Owing to their high thermal and mechanical performance, inherent UL* 94 V-0 flame retardancy, excellent electrical properties even at high frequencies (25 Hz), stress-crack resistance, and chemical inertness, SumikaSuper® liquid crystal polymers (LCPs) continue to be a preferred material for injection molding a variety of high-performance, high-precision components. With high melt-flow rates, fast setup times, and low thermal expansion, LCPs can be injection molded into dimensionally repeatable, thin-wall parts using short molding cycles and delivering high performance at low mass and lower material usage. Additionally, their excellent thermal stability enables processors to efficiently reuse regrind, further increasing process efficiency and reducing costs.
Edson Ito will discuss the performance benefits of LCPs vs. other engineering thermoplastics and explain why these super engineering plastics may make sense for your next-high-performance, high-precision injection molding project.

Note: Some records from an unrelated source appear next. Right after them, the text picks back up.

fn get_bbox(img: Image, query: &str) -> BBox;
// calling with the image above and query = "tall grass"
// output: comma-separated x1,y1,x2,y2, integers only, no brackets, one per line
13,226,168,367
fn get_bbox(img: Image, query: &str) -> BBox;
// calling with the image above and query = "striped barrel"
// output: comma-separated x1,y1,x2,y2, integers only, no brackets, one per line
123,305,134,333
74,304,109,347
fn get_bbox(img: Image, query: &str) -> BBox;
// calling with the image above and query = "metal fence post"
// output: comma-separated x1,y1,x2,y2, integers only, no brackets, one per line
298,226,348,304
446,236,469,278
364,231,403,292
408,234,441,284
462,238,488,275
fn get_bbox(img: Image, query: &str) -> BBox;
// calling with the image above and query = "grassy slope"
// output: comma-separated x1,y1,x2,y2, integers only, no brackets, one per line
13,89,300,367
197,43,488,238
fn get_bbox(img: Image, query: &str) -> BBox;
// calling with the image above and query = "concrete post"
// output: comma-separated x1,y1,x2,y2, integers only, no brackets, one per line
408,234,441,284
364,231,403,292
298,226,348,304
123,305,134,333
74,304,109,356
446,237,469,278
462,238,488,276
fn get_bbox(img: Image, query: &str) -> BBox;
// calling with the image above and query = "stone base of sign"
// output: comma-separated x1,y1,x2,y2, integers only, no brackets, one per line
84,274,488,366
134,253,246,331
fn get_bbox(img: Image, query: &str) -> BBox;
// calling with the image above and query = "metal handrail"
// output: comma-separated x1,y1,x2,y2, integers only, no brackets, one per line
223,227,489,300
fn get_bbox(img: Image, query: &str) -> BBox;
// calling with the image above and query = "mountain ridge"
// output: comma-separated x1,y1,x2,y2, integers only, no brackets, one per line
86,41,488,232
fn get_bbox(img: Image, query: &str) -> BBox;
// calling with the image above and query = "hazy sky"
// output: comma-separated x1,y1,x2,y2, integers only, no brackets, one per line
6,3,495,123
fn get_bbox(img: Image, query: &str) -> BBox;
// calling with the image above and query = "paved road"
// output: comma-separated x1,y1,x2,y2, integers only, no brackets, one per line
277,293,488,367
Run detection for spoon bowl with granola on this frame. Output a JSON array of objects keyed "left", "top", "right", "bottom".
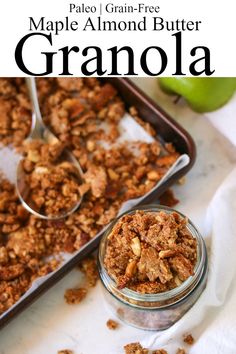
[{"left": 16, "top": 78, "right": 83, "bottom": 219}]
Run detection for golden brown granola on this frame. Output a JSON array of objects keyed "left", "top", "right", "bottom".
[
  {"left": 0, "top": 78, "right": 181, "bottom": 314},
  {"left": 22, "top": 140, "right": 82, "bottom": 217},
  {"left": 106, "top": 319, "right": 119, "bottom": 330},
  {"left": 0, "top": 78, "right": 32, "bottom": 146},
  {"left": 159, "top": 189, "right": 179, "bottom": 208},
  {"left": 183, "top": 333, "right": 194, "bottom": 345},
  {"left": 64, "top": 288, "right": 87, "bottom": 305},
  {"left": 104, "top": 211, "right": 197, "bottom": 293},
  {"left": 124, "top": 342, "right": 148, "bottom": 354}
]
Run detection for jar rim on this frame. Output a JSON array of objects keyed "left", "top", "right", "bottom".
[{"left": 98, "top": 204, "right": 206, "bottom": 302}]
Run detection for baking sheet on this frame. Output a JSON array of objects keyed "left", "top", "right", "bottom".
[{"left": 0, "top": 113, "right": 190, "bottom": 320}]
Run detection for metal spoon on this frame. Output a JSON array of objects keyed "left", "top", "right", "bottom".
[{"left": 16, "top": 78, "right": 83, "bottom": 220}]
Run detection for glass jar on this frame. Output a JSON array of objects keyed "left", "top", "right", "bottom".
[{"left": 98, "top": 205, "right": 208, "bottom": 330}]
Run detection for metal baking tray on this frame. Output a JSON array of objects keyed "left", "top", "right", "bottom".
[{"left": 0, "top": 78, "right": 196, "bottom": 328}]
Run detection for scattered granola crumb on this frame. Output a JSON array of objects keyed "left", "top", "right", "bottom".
[
  {"left": 64, "top": 288, "right": 87, "bottom": 305},
  {"left": 183, "top": 333, "right": 194, "bottom": 345},
  {"left": 106, "top": 319, "right": 119, "bottom": 330},
  {"left": 176, "top": 348, "right": 187, "bottom": 354},
  {"left": 124, "top": 342, "right": 148, "bottom": 354},
  {"left": 104, "top": 210, "right": 197, "bottom": 294},
  {"left": 22, "top": 140, "right": 82, "bottom": 216}
]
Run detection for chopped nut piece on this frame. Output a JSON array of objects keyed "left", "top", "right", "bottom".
[
  {"left": 106, "top": 320, "right": 119, "bottom": 330},
  {"left": 104, "top": 210, "right": 197, "bottom": 294},
  {"left": 64, "top": 288, "right": 87, "bottom": 305},
  {"left": 183, "top": 334, "right": 194, "bottom": 345},
  {"left": 159, "top": 189, "right": 179, "bottom": 208},
  {"left": 124, "top": 343, "right": 148, "bottom": 354},
  {"left": 84, "top": 166, "right": 107, "bottom": 198},
  {"left": 23, "top": 140, "right": 80, "bottom": 216},
  {"left": 125, "top": 260, "right": 137, "bottom": 278},
  {"left": 131, "top": 237, "right": 141, "bottom": 257}
]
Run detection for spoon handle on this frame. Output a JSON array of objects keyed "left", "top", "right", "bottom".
[{"left": 26, "top": 77, "right": 46, "bottom": 139}]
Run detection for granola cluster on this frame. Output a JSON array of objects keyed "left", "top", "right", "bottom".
[
  {"left": 0, "top": 78, "right": 179, "bottom": 314},
  {"left": 0, "top": 78, "right": 32, "bottom": 146},
  {"left": 22, "top": 140, "right": 82, "bottom": 217},
  {"left": 104, "top": 211, "right": 197, "bottom": 294}
]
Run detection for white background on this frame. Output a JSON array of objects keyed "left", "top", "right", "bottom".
[{"left": 0, "top": 0, "right": 236, "bottom": 76}]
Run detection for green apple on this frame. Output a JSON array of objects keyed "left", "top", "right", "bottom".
[{"left": 159, "top": 77, "right": 236, "bottom": 112}]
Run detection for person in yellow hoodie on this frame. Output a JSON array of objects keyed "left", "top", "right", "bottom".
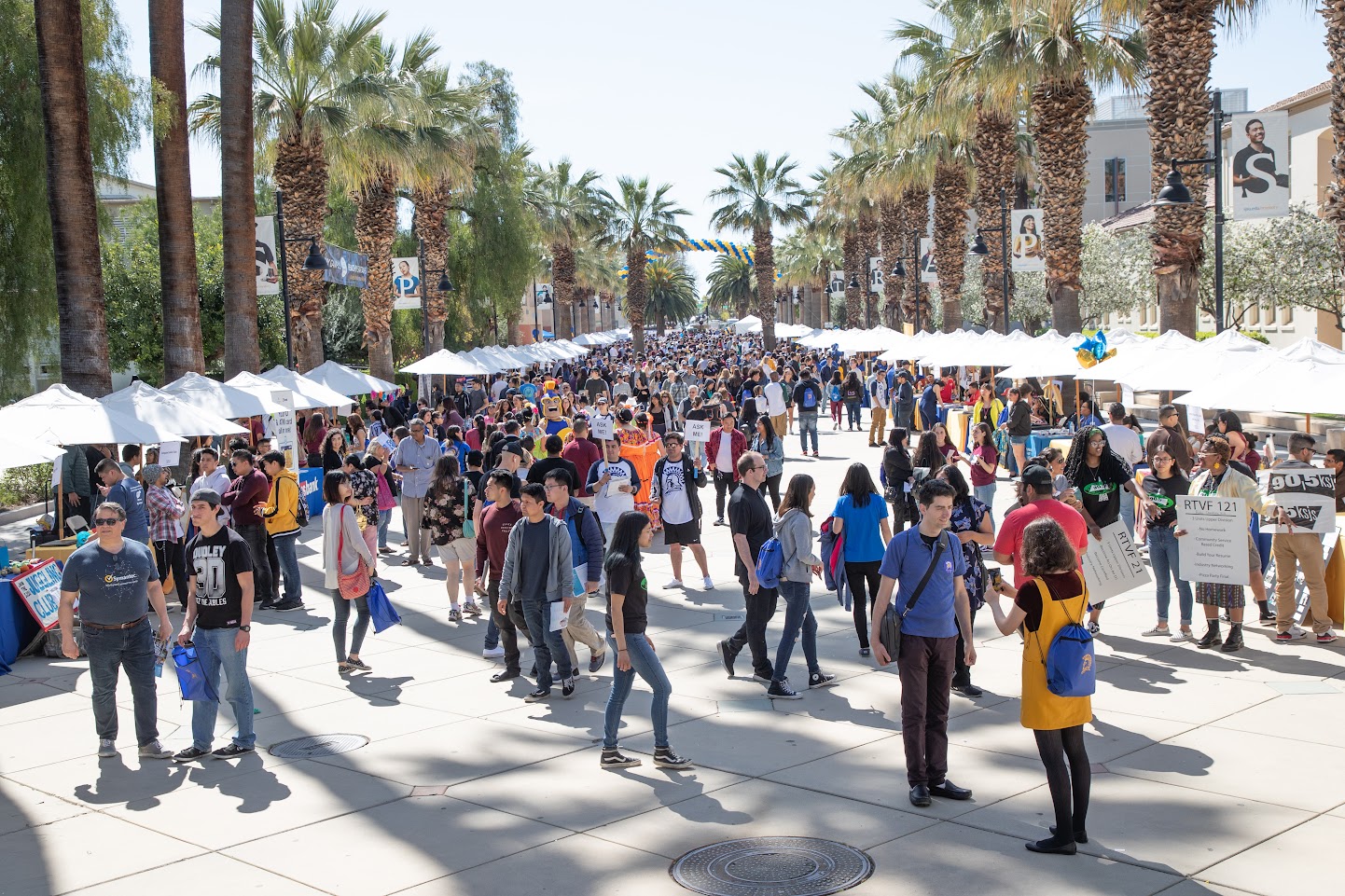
[{"left": 257, "top": 450, "right": 304, "bottom": 611}]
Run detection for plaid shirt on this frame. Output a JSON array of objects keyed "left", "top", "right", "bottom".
[{"left": 146, "top": 486, "right": 183, "bottom": 541}]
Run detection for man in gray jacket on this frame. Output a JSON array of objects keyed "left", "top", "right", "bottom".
[{"left": 499, "top": 482, "right": 575, "bottom": 704}]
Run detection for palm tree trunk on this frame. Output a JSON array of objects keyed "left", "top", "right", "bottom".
[
  {"left": 973, "top": 103, "right": 1019, "bottom": 327},
  {"left": 1032, "top": 78, "right": 1093, "bottom": 334},
  {"left": 1144, "top": 0, "right": 1216, "bottom": 339},
  {"left": 355, "top": 167, "right": 395, "bottom": 380},
  {"left": 752, "top": 222, "right": 779, "bottom": 352},
  {"left": 35, "top": 0, "right": 112, "bottom": 398},
  {"left": 934, "top": 161, "right": 970, "bottom": 332},
  {"left": 220, "top": 0, "right": 257, "bottom": 377},
  {"left": 274, "top": 134, "right": 326, "bottom": 370},
  {"left": 149, "top": 0, "right": 202, "bottom": 382}
]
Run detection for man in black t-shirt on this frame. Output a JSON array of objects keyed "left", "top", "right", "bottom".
[
  {"left": 173, "top": 489, "right": 257, "bottom": 763},
  {"left": 717, "top": 450, "right": 779, "bottom": 686}
]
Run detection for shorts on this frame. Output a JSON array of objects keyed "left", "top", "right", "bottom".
[
  {"left": 436, "top": 538, "right": 476, "bottom": 566},
  {"left": 663, "top": 519, "right": 700, "bottom": 544}
]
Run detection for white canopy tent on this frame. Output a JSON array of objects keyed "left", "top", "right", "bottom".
[
  {"left": 162, "top": 373, "right": 286, "bottom": 420},
  {"left": 98, "top": 380, "right": 247, "bottom": 436},
  {"left": 304, "top": 361, "right": 396, "bottom": 395}
]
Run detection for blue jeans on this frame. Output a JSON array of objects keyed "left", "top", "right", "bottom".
[
  {"left": 799, "top": 410, "right": 818, "bottom": 452},
  {"left": 83, "top": 619, "right": 159, "bottom": 747},
  {"left": 775, "top": 578, "right": 821, "bottom": 682},
  {"left": 523, "top": 598, "right": 575, "bottom": 690},
  {"left": 191, "top": 628, "right": 257, "bottom": 750},
  {"left": 1148, "top": 526, "right": 1194, "bottom": 626},
  {"left": 270, "top": 531, "right": 304, "bottom": 602},
  {"left": 603, "top": 632, "right": 672, "bottom": 750},
  {"left": 378, "top": 508, "right": 393, "bottom": 547}
]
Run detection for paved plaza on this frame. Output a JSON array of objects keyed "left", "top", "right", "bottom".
[{"left": 0, "top": 420, "right": 1345, "bottom": 896}]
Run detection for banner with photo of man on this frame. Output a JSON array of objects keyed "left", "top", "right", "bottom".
[
  {"left": 1005, "top": 209, "right": 1047, "bottom": 270},
  {"left": 1228, "top": 112, "right": 1288, "bottom": 221},
  {"left": 257, "top": 215, "right": 280, "bottom": 296},
  {"left": 393, "top": 255, "right": 421, "bottom": 310}
]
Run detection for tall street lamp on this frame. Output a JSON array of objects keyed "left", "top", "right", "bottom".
[
  {"left": 968, "top": 187, "right": 1009, "bottom": 337},
  {"left": 276, "top": 189, "right": 326, "bottom": 370},
  {"left": 1154, "top": 90, "right": 1232, "bottom": 332}
]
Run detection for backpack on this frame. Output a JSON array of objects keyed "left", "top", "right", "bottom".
[{"left": 1035, "top": 578, "right": 1098, "bottom": 696}]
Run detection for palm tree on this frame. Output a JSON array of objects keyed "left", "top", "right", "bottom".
[
  {"left": 35, "top": 0, "right": 112, "bottom": 398},
  {"left": 192, "top": 0, "right": 395, "bottom": 370},
  {"left": 710, "top": 152, "right": 809, "bottom": 352},
  {"left": 149, "top": 0, "right": 206, "bottom": 380},
  {"left": 532, "top": 159, "right": 602, "bottom": 337},
  {"left": 705, "top": 255, "right": 756, "bottom": 320},
  {"left": 600, "top": 175, "right": 690, "bottom": 353},
  {"left": 220, "top": 0, "right": 261, "bottom": 377},
  {"left": 952, "top": 0, "right": 1144, "bottom": 332}
]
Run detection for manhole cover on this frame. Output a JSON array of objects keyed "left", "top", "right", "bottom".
[
  {"left": 267, "top": 735, "right": 368, "bottom": 759},
  {"left": 670, "top": 837, "right": 873, "bottom": 896}
]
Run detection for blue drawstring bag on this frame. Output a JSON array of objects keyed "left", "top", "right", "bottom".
[
  {"left": 366, "top": 580, "right": 402, "bottom": 635},
  {"left": 173, "top": 644, "right": 219, "bottom": 704}
]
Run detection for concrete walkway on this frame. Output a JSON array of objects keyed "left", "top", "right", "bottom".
[{"left": 0, "top": 421, "right": 1345, "bottom": 896}]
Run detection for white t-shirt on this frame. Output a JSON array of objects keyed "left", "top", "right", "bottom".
[{"left": 1102, "top": 422, "right": 1144, "bottom": 467}]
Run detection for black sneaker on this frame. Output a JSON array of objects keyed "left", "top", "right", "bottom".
[
  {"left": 654, "top": 747, "right": 696, "bottom": 768},
  {"left": 210, "top": 744, "right": 257, "bottom": 759},
  {"left": 599, "top": 747, "right": 640, "bottom": 768},
  {"left": 173, "top": 747, "right": 210, "bottom": 763}
]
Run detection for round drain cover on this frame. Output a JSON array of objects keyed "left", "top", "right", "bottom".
[
  {"left": 670, "top": 837, "right": 873, "bottom": 896},
  {"left": 267, "top": 735, "right": 368, "bottom": 759}
]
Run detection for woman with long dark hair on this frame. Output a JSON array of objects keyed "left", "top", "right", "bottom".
[
  {"left": 831, "top": 460, "right": 893, "bottom": 656},
  {"left": 990, "top": 517, "right": 1092, "bottom": 856},
  {"left": 600, "top": 510, "right": 691, "bottom": 768}
]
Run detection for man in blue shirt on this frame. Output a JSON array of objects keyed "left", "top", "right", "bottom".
[{"left": 873, "top": 479, "right": 977, "bottom": 807}]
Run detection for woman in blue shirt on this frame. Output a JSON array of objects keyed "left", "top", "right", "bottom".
[{"left": 831, "top": 462, "right": 892, "bottom": 656}]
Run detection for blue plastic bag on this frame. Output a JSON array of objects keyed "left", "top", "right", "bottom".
[
  {"left": 173, "top": 644, "right": 219, "bottom": 704},
  {"left": 366, "top": 580, "right": 402, "bottom": 634}
]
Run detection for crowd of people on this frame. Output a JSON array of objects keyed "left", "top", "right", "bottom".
[{"left": 47, "top": 330, "right": 1345, "bottom": 853}]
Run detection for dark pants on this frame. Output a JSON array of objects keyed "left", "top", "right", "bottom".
[
  {"left": 83, "top": 619, "right": 159, "bottom": 747},
  {"left": 486, "top": 578, "right": 533, "bottom": 674},
  {"left": 729, "top": 586, "right": 779, "bottom": 678},
  {"left": 155, "top": 538, "right": 187, "bottom": 607},
  {"left": 897, "top": 635, "right": 958, "bottom": 787},
  {"left": 234, "top": 523, "right": 276, "bottom": 604},
  {"left": 714, "top": 470, "right": 734, "bottom": 519}
]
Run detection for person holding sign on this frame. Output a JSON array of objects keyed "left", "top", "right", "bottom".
[
  {"left": 59, "top": 501, "right": 173, "bottom": 759},
  {"left": 1172, "top": 436, "right": 1276, "bottom": 654}
]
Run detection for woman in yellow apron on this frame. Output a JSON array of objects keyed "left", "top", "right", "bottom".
[{"left": 986, "top": 517, "right": 1092, "bottom": 856}]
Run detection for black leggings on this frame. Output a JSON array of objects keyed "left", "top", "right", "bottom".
[
  {"left": 1033, "top": 725, "right": 1092, "bottom": 839},
  {"left": 845, "top": 559, "right": 895, "bottom": 647}
]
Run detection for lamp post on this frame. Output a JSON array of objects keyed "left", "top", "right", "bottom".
[
  {"left": 968, "top": 187, "right": 1009, "bottom": 337},
  {"left": 892, "top": 227, "right": 920, "bottom": 332},
  {"left": 1154, "top": 90, "right": 1230, "bottom": 332},
  {"left": 276, "top": 189, "right": 326, "bottom": 370}
]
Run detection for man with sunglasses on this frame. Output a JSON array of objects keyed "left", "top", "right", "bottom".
[{"left": 59, "top": 497, "right": 173, "bottom": 759}]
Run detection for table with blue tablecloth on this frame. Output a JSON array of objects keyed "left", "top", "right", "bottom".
[{"left": 0, "top": 576, "right": 42, "bottom": 675}]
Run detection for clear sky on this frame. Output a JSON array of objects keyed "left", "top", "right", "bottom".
[{"left": 117, "top": 0, "right": 1327, "bottom": 280}]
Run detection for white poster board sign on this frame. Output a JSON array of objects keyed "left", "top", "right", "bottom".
[
  {"left": 1084, "top": 519, "right": 1151, "bottom": 604},
  {"left": 1260, "top": 467, "right": 1336, "bottom": 535},
  {"left": 1178, "top": 495, "right": 1251, "bottom": 586},
  {"left": 686, "top": 420, "right": 710, "bottom": 441}
]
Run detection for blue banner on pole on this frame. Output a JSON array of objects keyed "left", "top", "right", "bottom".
[{"left": 323, "top": 243, "right": 368, "bottom": 289}]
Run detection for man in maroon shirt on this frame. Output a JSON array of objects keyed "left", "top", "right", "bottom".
[{"left": 476, "top": 470, "right": 533, "bottom": 672}]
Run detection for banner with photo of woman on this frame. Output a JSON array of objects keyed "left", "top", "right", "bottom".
[{"left": 1011, "top": 209, "right": 1047, "bottom": 270}]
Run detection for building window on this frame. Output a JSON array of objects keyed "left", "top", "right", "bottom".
[{"left": 1102, "top": 159, "right": 1126, "bottom": 201}]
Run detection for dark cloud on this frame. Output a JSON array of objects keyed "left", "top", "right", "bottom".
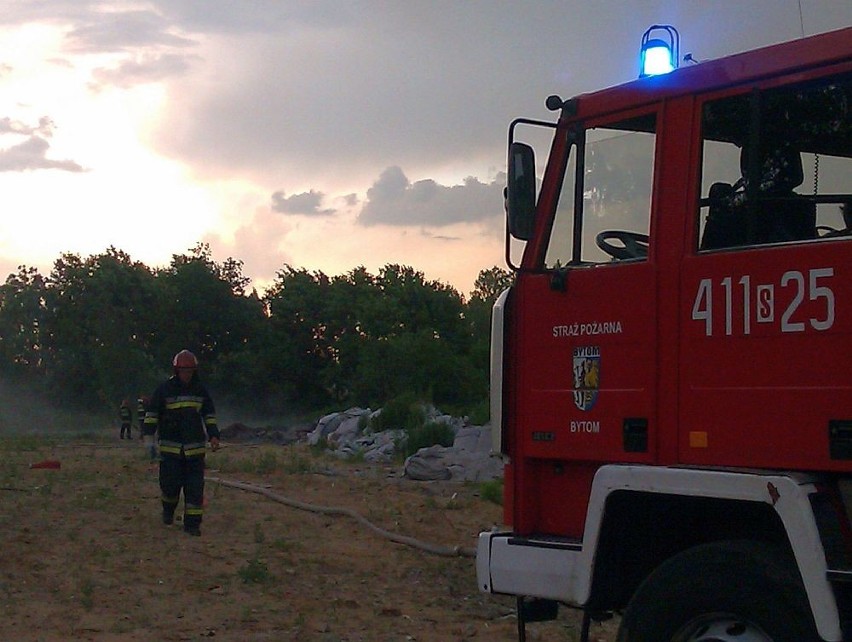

Our Guest Speaker – Edson Ito
Edson Ito is an experienced plastics engineer with almost three decades’ industry experience. He has a proven track record managing global strategic market and application-development efforts for high-performance engineering polymers in the electrical / electronics, medical, and automotive market segments. His strong technical and marketing background have helped him shorten time-to-market for materials development, materials validation, and product scaleup. Before joining Sumitomo Chemical Advanced Polymer Division last summer, Edson worked for Celanese Corp. (formerly Ticona) for 26 years, initially starting in his native Brazil and, after 8 years, moving to the U.S. He holds an MBA from Indiana Wesleyan University as well as a BS degree in Materials Engineering with a Polymer Specialization from the Federal University of São Carlos in Brazil. Edson also is Black Belt certified.